Sir,

We thank Drs Weinreb, Liu, and Medeiros for their time and effort to respond to our article ‘Untreated 24-h intraocular pressures measured with Goldmann applanation tonometry vs nighttime supine pressures with Perkins applanation tonometry’. The authors raise good questions to which we respond below.

  1. 1

    A daytime Goldmann vs Perkins sitting pressure: We agree that such a measurement would have provided more information. However, there were several issues that led us to our design:

    1. a

      Usual practice: Most clinicians use Goldmann for daytime measurements and we wished to emulate clinical practice as much as possible during the study.

    2. b

      Study goal: Even if we had compared daytime Goldman and Perkins pressure, the small mechanistic differences between the two tonometers would remain despite the fact that both use a similar applanation technique. Therefore, for the purpose of this study, we assumed the interchangeability of the two tonometers for assessing sitting and supine daytime pressures. As this was an unsupported study, this design allowed us to focus our resources on nighttime measurements, which is the main purpose of the study.

  2. 2

    The Perkins tonometer measurements for both nighttime sitting and supine measurements: Again, we agree that this measurement would have provided more information. However, Goldmann applanation tonometry is the gold standard for measuring the intraocular pressure. Consequently, if we had used the Perkins only at night then we would have lost the opportunity to establish untreated sitting pressures during this time period measured by the gold standard. There was a trade off in design with either choice.

  3. 3

    The 10 : 00 inclusion criterion of 22 mm Hg and selection bias: The authors’ letter raises an interesting point that some glaucoma patients with low morning pressures could have been excluded from the study. We chose this level of pressure as an entry criterion for several reasons:

    1. a

      A pressure level of 22–24 mm Hg is a commonly used inclusion criterion in clinical trials that helps excludes patients without disease or with normal-tension glaucoma.

    2. b

      It provided an ability to recruit known patients from the authors’ databases in a reasonably efficient manner.

    3. c

      Patients with a low morning pressure would have required multiple measurements throughout the day to identify the time of their elevated pressure, which would have been an inconvenience to the patients and clinic staffs.

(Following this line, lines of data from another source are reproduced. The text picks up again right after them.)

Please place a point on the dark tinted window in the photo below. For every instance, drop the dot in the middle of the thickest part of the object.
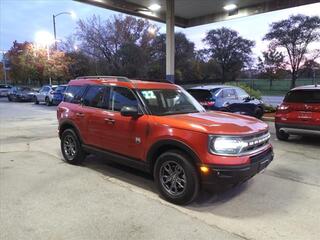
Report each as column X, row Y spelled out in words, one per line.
column 94, row 96
column 201, row 95
column 229, row 93
column 122, row 97
column 61, row 89
column 303, row 96
column 73, row 94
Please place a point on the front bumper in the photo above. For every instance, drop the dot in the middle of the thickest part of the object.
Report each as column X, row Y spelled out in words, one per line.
column 232, row 174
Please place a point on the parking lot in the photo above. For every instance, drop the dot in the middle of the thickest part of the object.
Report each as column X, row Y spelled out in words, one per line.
column 42, row 197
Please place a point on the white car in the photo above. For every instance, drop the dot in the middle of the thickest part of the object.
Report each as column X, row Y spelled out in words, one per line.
column 45, row 94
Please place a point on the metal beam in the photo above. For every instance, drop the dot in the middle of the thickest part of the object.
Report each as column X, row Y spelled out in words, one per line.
column 170, row 44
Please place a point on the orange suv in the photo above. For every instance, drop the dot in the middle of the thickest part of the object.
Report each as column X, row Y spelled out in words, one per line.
column 161, row 129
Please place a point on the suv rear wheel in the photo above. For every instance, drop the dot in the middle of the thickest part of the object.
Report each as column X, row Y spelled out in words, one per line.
column 282, row 135
column 176, row 177
column 71, row 147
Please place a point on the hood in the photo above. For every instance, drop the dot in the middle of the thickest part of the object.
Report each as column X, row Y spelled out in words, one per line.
column 214, row 122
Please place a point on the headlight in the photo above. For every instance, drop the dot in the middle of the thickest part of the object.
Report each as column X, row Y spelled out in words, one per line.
column 233, row 145
column 226, row 145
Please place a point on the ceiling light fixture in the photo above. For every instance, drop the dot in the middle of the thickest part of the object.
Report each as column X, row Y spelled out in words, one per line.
column 230, row 7
column 154, row 7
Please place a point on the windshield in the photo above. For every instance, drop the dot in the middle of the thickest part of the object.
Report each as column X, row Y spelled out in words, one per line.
column 170, row 101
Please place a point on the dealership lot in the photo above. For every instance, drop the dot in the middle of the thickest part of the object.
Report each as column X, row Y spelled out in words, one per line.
column 42, row 197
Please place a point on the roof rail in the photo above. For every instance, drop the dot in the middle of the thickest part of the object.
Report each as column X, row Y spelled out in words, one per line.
column 118, row 78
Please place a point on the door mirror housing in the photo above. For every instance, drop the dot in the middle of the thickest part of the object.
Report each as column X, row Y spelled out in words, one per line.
column 131, row 111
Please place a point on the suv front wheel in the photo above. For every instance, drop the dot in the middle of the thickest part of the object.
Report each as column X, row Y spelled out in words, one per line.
column 176, row 177
column 71, row 147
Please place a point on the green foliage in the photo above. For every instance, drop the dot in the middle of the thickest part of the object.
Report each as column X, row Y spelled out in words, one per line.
column 252, row 92
column 228, row 49
column 294, row 35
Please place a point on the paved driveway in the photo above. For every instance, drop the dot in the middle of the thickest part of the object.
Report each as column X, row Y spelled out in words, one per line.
column 42, row 197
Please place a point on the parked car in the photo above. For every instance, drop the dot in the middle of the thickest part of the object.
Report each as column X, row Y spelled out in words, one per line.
column 227, row 99
column 58, row 94
column 299, row 114
column 4, row 89
column 45, row 94
column 163, row 130
column 21, row 94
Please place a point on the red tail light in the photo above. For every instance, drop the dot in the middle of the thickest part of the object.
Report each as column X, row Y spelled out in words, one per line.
column 207, row 103
column 283, row 108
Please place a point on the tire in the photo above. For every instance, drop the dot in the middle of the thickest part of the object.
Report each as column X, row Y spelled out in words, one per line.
column 184, row 178
column 48, row 102
column 71, row 147
column 258, row 112
column 282, row 135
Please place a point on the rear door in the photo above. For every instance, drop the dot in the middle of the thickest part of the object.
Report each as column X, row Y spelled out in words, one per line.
column 303, row 106
column 95, row 112
column 127, row 135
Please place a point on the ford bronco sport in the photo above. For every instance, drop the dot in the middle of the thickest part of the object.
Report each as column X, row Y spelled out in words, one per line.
column 160, row 128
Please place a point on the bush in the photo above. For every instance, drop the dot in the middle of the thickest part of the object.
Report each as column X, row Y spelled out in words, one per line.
column 252, row 92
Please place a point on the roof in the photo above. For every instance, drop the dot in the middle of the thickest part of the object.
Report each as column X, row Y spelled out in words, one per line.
column 189, row 13
column 307, row 87
column 209, row 87
column 116, row 81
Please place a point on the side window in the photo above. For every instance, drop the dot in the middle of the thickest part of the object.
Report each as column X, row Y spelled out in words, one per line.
column 229, row 93
column 94, row 96
column 73, row 94
column 121, row 97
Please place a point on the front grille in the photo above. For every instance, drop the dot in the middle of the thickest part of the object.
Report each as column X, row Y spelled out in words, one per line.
column 255, row 142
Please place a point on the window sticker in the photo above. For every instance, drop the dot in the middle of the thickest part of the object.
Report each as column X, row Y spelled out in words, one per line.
column 149, row 95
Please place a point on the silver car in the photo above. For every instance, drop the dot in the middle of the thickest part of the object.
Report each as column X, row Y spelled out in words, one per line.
column 45, row 94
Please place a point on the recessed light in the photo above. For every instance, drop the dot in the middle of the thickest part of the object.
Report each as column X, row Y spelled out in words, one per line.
column 154, row 7
column 230, row 7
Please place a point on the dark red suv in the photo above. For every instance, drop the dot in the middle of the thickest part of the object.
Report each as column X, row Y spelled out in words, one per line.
column 299, row 114
column 161, row 129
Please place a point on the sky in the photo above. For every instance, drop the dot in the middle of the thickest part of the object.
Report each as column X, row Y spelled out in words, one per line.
column 21, row 19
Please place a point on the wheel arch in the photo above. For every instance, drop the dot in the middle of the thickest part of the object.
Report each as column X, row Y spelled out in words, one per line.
column 69, row 125
column 165, row 145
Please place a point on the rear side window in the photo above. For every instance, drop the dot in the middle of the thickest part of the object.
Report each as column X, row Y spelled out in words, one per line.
column 73, row 94
column 303, row 96
column 94, row 96
column 121, row 97
column 201, row 95
column 229, row 93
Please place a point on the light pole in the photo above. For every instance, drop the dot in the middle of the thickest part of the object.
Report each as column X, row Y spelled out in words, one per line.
column 72, row 14
column 4, row 66
column 44, row 40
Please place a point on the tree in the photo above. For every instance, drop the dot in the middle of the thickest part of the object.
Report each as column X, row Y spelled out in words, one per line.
column 184, row 58
column 105, row 40
column 31, row 65
column 272, row 65
column 294, row 35
column 229, row 50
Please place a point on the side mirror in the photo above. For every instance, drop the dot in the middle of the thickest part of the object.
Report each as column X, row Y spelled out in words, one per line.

      We believe the number of glaucoma patients missed by our definition was few because most patients have their highest diurnal pressure in the morning.1, 2

  4. 4

    The definition of day and night pressure cycles and the literature: We appreciate this point again. Although studies differ in the results of untreated nighttime pressure curves, we chose a 12-h definition because in many, but not all, trials the late evening pressure (2200 hours) more closely relates to the mid-nighttime pressure (0200 hours) than the daytime curve (please see Table 1).3, 4, 5, 6, 7, 8, 9 However, based on Table 1, no matter how evening pressures are defined for the purpose of analysis, such divisions do not necessarily always conform to physiological function.

    Table 1 Pressure levels from untreated 24-h curve studies and various time intervals

The above observations highlight the general challenges mentioned in our paper that nighttime measurement of the intraocular pressure provide multiple problems that might be solved with future research.

  1. 1

    How should the nighttime intraocular pressure be measured? Although Goldmann applanation tonometry is the gold standard in measuring the pressure, it is obviously not perfect, and new and better tonometers, which provide more accurate and consistent readings, are needed for routine clinical practice. Further, what method should be used to most accurately measure nighttime pressures in a time period when the patient is asleep and recumbent?

  2. 2

    Are nighttime pressures important in evaluating glaucoma? The literature differs with regard to the importance of pressures measured outside normal office hours, both with regard to peak pressure and long-term progression associated with pressure fluctuations.

  3. 3

    How could nighttime pressures be assessed in routine clinical practice? It is difficult for clinicians to measure nighttime pressures to assess a patient's glaucoma. A recent study by Konstas et al1 showed that if 2 mm Hg was added to the peak daytime pressure (measured at 1000, 1400, or 1800 hours), the value captured 98% of the 24-h peak pressures (Internal data, PRN). Consequently, it may be possible in routine practice in the future that most nighttime pressures could be assessed by assessing an appropriate series of daytime pressure points.

Again, we thank Drs Weinreb, Luis, and Medeiros for their comments about our paper. Their letter nicely highlights the need for further research regarding the best way to measure nighttime pressures, its influence on primary open-angle glaucoma, and the best way to assess these pressures in routine clinical practice.